Frame Interpolation with Multi-Scale Deep Loss Functions and Generative Adversarial Networks
This work addresses video frame interpolation for computer vision applications, offering a significant speed improvement over existing methods.
The paper tackles frame interpolation by introducing a multi-scale generative adversarial network (FIGAN) that improves both accuracy and runtime. It achieves state-of-the-art accuracy and visual quality comparable to the best method while running 47 times faster.

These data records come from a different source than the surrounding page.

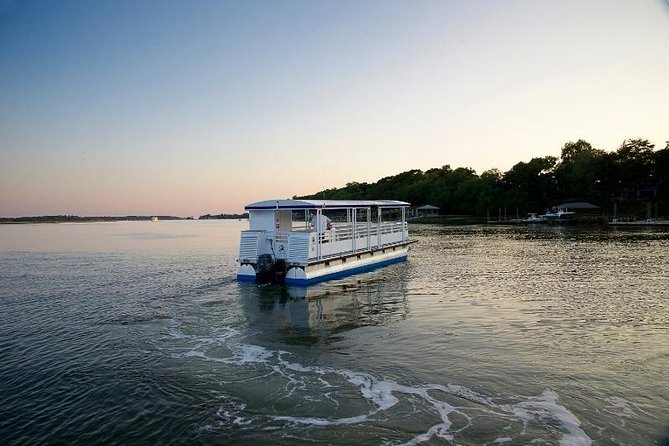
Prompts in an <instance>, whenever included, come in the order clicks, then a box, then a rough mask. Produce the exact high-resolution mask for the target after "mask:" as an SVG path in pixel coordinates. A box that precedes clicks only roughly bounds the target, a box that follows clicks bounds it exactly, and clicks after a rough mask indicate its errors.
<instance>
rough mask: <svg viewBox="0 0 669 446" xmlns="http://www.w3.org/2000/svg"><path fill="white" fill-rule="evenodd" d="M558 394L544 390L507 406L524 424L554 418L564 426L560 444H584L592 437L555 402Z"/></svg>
mask: <svg viewBox="0 0 669 446" xmlns="http://www.w3.org/2000/svg"><path fill="white" fill-rule="evenodd" d="M557 399H558V395H557V393H556V392H555V391H553V390H545V391H544V392H543V393H542V394H541V396H540V397H537V398H530V399H529V400H528V401H522V402H520V403H517V404H515V405H513V406H500V407H501V408H507V407H508V410H509V411H510V412H512V413H513V414H514V415H515V416H516V417H518V418H519V419H520V420H523V421H524V422H525V423H526V424H527V423H528V422H530V421H535V420H551V419H553V420H556V421H558V422H559V423H560V424H561V425H562V427H563V428H564V431H565V432H564V434H563V435H562V438H561V439H560V444H562V445H570V446H571V445H573V446H586V445H591V444H592V439H590V437H588V435H587V434H586V433H585V432H584V431H583V429H581V422H580V421H579V419H578V418H576V416H575V415H574V414H573V413H571V412H569V410H567V408H565V407H564V406H562V405H560V404H558V403H557Z"/></svg>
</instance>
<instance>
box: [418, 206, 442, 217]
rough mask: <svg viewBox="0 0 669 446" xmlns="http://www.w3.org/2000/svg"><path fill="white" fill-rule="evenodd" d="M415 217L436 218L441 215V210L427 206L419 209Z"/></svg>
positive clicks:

Frame interpolation attempts to synthesise frames given one or more consecutive video frames. In recent years, deep learning approaches, and notably convolutional neural networks, have succeeded at tackling low- and high-level computer vision problems including frame interpolation. These techniques often tackle two problems, namely algorithm efficiency and reconstruction quality. In this paper, we present a multi-scale generative adversarial network for frame interpolation (\mbox{FIGAN}). To maximise the efficiency of our network, we propose a novel multi-scale residual estimation module where the predicted flow and synthesised frame are constructed in a coarse-to-fine fashion. To improve the quality of synthesised intermediate video frames, our network is jointly supervised at different levels with a perceptual loss function that consists of an adversarial and two content losses. We evaluate the proposed approach using a collection of 60fps videos from YouTube-8m. Our results improve the state-of-the-art accuracy and provide subjective visual quality comparable to the best performing interpolation method at x47 faster runtime.